Color coherence implies that the color of a gluon and its corresponding anticolor in a neighboring gluon radiate softer gluons coherently as a color dipole. In a gluon emission cascade, these color dipoles form chains, which exactly match the strings stretched in the later soft phase of an interaction. This correspondence opens the possibility for a better understanding of the nature of the strong interaction, with a unified description of the two-step process and a smooth transition between the perturbative and non-perturbative regime. Bo was particularly engaged in researching this problem before his death.

The physical and mathematical properties of the string fragmentation model and its connection to the basic quantum chromodynamics field theory were continuous sources of inspiration for Bo. Practical applications such as Bose–Einstein correlations, polarization phenomena, and baryon production went hand in hand with studies of the quantization of the string and other fundamental aspects. He also thought that the understanding of heavy-ion collisions, based on the preceding concepts, was an important topic. Although Bo focused on developing a framework to describe normal collisions, he also proposed and explored the possibility of novel collective effects, giving them imaginative names such as color ropes, firecrackers, and smoke rings.

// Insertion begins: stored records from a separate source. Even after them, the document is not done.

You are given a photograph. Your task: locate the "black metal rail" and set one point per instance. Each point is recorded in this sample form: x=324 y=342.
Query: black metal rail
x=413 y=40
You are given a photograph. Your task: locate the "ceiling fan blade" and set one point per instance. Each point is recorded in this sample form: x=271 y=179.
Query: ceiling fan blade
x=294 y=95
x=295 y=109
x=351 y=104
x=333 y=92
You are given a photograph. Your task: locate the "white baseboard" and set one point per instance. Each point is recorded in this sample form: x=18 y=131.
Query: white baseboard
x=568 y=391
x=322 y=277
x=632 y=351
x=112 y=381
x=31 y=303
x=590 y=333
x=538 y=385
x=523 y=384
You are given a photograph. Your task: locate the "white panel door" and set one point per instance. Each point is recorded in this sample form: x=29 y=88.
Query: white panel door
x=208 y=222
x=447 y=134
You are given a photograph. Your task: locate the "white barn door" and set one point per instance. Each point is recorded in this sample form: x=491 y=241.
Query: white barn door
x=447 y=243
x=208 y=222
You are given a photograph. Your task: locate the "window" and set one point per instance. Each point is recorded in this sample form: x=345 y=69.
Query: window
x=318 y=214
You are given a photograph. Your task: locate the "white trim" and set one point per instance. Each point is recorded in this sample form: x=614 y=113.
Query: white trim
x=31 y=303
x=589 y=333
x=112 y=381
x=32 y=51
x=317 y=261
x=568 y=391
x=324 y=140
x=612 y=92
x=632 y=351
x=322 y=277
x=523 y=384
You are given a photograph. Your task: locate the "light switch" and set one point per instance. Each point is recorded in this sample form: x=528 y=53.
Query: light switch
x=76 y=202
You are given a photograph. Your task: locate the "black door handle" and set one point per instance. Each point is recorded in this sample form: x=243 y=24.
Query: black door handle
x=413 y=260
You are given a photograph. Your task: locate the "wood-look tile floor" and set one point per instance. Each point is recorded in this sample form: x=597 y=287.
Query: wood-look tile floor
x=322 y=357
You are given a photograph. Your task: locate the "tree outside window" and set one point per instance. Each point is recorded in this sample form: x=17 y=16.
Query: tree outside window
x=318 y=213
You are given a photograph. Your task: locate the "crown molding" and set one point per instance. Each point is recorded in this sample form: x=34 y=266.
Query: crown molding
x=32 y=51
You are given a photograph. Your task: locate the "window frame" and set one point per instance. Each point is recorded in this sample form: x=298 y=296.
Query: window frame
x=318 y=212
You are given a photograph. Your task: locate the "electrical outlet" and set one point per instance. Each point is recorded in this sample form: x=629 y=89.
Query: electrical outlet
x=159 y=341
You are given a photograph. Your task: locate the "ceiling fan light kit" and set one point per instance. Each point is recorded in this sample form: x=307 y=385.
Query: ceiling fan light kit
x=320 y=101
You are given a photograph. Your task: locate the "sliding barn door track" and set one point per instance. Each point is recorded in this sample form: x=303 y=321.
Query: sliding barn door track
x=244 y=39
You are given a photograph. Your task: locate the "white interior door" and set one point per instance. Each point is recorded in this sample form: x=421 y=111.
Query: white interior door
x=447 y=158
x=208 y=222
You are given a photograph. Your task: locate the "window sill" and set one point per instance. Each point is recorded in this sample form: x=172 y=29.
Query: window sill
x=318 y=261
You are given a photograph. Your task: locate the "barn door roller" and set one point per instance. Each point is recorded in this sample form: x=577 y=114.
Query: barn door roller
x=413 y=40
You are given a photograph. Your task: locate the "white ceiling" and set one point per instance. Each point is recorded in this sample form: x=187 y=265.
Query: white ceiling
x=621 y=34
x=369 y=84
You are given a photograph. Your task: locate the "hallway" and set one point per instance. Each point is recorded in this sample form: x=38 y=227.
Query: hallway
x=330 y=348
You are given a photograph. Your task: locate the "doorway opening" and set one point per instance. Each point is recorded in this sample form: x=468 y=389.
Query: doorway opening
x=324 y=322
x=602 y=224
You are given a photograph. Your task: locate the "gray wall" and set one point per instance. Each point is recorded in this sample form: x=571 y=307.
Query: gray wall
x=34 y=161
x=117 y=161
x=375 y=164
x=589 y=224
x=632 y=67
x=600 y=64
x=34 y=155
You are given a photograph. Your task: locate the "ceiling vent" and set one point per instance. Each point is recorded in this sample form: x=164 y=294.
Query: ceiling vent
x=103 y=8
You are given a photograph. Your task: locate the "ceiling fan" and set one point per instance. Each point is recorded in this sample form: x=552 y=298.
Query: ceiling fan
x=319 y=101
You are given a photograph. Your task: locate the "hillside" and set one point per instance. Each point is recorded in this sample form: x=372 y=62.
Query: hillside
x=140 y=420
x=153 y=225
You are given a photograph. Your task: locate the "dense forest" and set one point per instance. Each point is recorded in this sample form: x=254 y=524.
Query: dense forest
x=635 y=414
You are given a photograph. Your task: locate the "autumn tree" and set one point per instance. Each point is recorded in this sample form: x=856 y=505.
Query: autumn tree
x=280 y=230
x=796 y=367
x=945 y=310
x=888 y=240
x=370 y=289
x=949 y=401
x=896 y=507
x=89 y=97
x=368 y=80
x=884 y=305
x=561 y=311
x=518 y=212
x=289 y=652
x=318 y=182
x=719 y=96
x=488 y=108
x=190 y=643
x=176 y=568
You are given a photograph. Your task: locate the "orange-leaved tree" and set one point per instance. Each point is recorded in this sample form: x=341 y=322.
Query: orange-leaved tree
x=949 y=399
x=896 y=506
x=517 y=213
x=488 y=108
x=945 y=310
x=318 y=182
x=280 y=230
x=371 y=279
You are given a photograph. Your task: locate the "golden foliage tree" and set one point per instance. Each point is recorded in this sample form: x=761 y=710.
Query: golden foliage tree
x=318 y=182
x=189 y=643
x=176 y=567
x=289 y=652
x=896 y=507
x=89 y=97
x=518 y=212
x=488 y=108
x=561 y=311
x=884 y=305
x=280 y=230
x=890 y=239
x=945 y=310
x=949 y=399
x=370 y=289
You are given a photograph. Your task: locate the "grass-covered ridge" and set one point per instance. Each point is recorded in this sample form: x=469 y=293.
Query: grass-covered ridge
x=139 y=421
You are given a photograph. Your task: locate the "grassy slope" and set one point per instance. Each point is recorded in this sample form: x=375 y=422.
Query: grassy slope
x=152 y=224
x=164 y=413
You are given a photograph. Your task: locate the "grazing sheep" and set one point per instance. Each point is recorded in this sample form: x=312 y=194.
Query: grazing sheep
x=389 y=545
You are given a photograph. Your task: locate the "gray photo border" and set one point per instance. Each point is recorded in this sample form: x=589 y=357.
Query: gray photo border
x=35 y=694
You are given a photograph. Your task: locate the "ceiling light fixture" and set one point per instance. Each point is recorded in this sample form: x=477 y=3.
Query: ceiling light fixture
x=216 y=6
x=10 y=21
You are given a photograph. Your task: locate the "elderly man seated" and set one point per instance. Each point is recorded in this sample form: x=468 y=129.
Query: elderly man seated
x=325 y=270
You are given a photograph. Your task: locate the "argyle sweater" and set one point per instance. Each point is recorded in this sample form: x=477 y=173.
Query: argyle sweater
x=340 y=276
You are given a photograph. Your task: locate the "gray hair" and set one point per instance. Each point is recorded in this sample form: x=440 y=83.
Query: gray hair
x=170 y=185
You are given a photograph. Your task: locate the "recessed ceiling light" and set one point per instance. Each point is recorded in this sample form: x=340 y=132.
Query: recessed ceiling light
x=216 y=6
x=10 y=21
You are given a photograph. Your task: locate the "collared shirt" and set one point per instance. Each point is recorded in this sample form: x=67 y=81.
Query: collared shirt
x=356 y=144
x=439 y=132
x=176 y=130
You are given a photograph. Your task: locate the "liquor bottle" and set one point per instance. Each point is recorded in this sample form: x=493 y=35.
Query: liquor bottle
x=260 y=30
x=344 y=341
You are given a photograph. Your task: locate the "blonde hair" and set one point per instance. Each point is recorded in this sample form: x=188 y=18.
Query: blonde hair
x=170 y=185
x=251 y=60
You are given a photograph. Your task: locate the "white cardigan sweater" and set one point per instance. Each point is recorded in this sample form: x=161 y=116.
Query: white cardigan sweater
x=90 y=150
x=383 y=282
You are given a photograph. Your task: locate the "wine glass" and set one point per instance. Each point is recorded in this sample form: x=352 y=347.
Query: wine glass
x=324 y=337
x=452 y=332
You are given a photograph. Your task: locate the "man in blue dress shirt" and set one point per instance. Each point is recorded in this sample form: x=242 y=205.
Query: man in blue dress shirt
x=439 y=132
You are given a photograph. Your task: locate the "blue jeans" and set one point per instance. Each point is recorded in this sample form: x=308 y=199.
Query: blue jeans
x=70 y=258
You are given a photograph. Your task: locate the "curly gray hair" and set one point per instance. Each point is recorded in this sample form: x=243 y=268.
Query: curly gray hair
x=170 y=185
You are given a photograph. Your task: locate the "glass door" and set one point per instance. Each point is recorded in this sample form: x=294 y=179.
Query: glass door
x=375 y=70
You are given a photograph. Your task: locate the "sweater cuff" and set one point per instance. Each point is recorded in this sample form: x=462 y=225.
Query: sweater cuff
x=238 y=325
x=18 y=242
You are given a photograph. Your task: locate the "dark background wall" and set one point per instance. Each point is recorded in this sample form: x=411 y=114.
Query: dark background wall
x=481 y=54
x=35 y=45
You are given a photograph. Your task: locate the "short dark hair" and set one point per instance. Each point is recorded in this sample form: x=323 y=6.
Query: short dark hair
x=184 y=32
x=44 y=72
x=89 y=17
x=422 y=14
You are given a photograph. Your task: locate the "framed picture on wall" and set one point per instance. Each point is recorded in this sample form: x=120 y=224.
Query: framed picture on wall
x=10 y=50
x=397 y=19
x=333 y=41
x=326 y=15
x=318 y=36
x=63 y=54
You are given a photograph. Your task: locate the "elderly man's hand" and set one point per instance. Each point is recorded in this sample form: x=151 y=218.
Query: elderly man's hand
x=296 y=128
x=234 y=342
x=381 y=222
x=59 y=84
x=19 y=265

Starting in 1978, a large set of computer simulation programs have been developed by the Lund group as an essential complement to the model evolution and an important component in the effort to provide a better contact between theory and experiments. These programs with event generators for different processes in high-energy collisions—the Lund Monte Carlos, which includes Jetset, Lepto, Pythia, Fritiof, and Ariadne—have had a significant effect on the experimental community. Today, nearly all high-energy physics experimenters rely on the use of these generators to help understand data.

Bo was a dedicated researcher brimming with new ideas, which he conveyed to others with passion and intensity. Dreading conformity, he enjoyed open discussions that he felt could lead to a better understanding of the underlying physics. In particular, he sought to engage in dialogue with the experimental community to better understand existing data and to hammer out new tests. Bo enjoyed traveling. He was a frequent and appreciated lecturer and discussion partner at workshops and research schools, and spent several sabbatical periods abroad.

Bo’s interest in physics was mixed with far-ranging cultural interests and a genuine concern for fellow beings. In the early 1990s, he provided help to researchers from the decaying Eastern bloc, including a group of young mathematics students from Leningrad (now St. Petersburg) for whom he sought special funding so that they might study in Lund. In recent years, he focused his attention on China and the development of phenomenological research there. (The photo on the preceding page shows him lecturing at Shandong University, Jinan, in 1997.) He enjoyed meeting people and had friends scattered around the world. His death leaves behind a great emptiness.